Example: The best representative can sell 50 units of A7. The manager might set the quota at 65 units but instead he/she should knock it down to 45 units. This will push the representative to do a little more than what is expected and ultimately will hit 65 units or closer.
But if your organization rewards the representatives when they complete their goal, then it isn’t the best strategy to be followed.
• Compare results to the past performances: Forecasting is an important tool to know about the future performance of the business, but focus on results vs. history is better than results vs. forecast.

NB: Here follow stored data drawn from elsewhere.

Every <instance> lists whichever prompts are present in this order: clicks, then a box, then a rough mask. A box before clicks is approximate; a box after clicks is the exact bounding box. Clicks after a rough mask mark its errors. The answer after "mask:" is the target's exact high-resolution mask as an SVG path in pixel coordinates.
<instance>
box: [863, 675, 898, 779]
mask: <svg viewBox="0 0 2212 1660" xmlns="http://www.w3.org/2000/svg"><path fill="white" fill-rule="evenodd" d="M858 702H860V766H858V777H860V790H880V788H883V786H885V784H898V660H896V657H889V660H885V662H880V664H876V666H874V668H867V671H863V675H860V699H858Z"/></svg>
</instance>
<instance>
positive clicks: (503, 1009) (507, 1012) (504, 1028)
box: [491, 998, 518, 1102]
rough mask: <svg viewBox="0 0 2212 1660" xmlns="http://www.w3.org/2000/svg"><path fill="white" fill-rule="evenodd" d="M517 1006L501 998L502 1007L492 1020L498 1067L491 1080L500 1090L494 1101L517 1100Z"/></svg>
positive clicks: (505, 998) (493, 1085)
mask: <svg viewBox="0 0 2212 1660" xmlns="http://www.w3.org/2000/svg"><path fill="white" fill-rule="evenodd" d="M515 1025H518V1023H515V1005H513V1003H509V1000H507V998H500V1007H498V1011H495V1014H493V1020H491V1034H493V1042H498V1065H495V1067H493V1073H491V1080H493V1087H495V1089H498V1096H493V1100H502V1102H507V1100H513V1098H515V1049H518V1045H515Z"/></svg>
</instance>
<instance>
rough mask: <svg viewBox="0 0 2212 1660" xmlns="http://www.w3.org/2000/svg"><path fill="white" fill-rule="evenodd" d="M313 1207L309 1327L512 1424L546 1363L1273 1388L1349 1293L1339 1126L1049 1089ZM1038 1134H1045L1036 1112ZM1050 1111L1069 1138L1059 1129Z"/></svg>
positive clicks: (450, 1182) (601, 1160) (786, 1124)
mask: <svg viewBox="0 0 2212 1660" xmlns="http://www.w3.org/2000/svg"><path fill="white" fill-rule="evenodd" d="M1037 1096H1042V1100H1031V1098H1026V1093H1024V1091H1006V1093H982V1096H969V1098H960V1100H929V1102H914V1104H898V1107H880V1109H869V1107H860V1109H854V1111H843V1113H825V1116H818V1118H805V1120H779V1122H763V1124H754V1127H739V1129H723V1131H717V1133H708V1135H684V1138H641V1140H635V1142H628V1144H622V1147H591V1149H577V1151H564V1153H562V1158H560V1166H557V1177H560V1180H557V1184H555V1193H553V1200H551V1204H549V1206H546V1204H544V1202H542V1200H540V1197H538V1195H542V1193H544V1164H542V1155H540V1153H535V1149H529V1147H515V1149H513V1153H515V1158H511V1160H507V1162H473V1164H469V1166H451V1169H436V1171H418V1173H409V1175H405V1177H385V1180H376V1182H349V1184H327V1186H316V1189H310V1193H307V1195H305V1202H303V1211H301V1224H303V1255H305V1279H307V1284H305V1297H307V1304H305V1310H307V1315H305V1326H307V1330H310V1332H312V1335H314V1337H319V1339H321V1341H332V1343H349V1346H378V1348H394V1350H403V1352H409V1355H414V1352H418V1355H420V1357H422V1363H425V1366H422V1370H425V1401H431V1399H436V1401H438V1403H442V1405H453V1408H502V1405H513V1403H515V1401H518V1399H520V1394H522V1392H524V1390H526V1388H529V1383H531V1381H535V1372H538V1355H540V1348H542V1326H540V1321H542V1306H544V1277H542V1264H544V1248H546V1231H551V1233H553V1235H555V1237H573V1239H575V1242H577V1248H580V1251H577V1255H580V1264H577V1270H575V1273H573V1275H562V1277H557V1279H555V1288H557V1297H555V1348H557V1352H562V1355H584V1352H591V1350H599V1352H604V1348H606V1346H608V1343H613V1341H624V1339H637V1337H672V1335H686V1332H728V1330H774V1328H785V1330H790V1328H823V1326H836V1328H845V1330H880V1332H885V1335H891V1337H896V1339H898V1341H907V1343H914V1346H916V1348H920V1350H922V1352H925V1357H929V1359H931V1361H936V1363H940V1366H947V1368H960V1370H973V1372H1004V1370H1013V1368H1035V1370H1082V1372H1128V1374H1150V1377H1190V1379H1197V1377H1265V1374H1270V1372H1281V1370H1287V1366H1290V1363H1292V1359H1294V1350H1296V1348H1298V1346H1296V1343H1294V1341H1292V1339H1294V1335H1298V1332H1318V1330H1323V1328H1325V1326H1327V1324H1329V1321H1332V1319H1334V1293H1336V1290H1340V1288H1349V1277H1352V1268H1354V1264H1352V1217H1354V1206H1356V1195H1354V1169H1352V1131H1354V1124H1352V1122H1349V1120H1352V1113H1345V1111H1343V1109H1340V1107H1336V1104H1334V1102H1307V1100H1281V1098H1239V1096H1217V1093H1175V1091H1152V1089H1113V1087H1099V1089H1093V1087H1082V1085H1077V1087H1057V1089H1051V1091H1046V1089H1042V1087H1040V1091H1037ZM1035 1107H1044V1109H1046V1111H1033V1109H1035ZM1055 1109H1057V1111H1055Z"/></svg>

Example: The manager expected sales of 750 units of A7, but instead only the target of 735 units was reached. Instead of reacting to the situation and taking corrective action, the manager must check the sales done in the previous year and then compare, whether it has increased or decreased and then take the corrective measures.
• Sales representatives must prosper along with the company: The compensation and benefits of the company must be designed in a way, that when the company earns profits, the sales representatives also earns some reward as they are the ones who generate revenue for the organization. If the representatives are hitting quota consistently but not receiving any reward for the same, they would stop hitting the quota.